The objective of this study was to determine whether insulin resistance (IR) could be used as a predictor of poor prognosis at 3 months after subarachnoid hemorrhage (SAH).
The study included patients aged 18 years or older with a confirmed diagnosis of SAH due to ruptured aneurysm from January 2021 to March 2024. Patients with confirmed diabetes mellitus and taking glucose-lowering drugs, or taking lipid-lowering drugs, or SAH not due to ruptured aneurysm, or comorbid systemic diseases were excluded. Patients were classified into good prognosis (modified Rankin scale [MRS] 0–2) and poor prognosis (MRS 3–6). Receiver operating characteristic curve (ROC), least absolute shrinkage and selection operator (LASSO) analysis, and multivariate logistic regression analysis were used to determine the potential of triglyceride-glucose (TyG) index and the triglyceride to high-density lipoprotein cholesterol (TG/HDL) ratio as predictors of poor prognosis. Finally, a prognostic prediction model based on IR was constructed.
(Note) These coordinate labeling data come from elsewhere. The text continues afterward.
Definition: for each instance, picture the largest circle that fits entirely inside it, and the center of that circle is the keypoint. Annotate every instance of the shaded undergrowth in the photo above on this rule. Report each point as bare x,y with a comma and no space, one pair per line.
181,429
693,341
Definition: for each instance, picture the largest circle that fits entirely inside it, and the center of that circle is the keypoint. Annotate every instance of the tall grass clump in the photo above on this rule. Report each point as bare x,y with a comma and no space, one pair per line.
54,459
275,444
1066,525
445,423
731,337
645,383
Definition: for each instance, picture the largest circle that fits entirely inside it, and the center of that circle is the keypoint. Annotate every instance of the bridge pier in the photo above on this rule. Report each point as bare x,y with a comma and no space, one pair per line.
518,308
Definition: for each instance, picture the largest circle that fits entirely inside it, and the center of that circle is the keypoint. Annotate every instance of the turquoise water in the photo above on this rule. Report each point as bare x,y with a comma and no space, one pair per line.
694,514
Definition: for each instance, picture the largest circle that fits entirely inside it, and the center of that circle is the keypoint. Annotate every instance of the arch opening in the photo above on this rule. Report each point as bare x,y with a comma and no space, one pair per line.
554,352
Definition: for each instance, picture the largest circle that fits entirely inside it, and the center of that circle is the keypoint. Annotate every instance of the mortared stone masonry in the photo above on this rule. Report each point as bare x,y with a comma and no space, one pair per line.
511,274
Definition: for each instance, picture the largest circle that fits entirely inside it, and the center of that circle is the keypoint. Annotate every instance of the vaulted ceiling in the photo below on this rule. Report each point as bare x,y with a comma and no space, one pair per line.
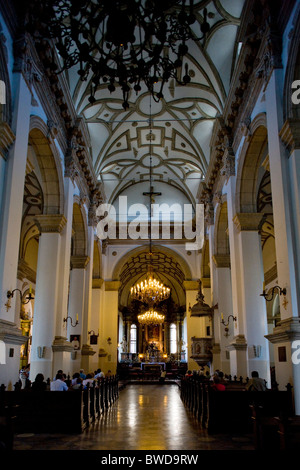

A total of 358 patients were included in this study. Poor prognosis patients had higher age, BMI, hypertension percentage, glucose, triglycerides, TyG index and TG/HDL ratio, and lower HDL. ROC, LASSO, and multivariate logistic regression analysis revealed that age, glucose, TyG index, and TG/HDL ratio had significant potential to predict the prognosis of SAH patients. The prognostic prediction model constructed by combining age, glucose, TyG index, and TG/HDL ratio had high discriminatory power (area under the curve [AUC] = 0.80), satisfactory calibration curves, and good clinical utility.
IR is strongly associated with the prognosis of SAH patients, and the combination of age, glucose, TyG index, and TG/HDL ratio can provide a new direction for future treatment.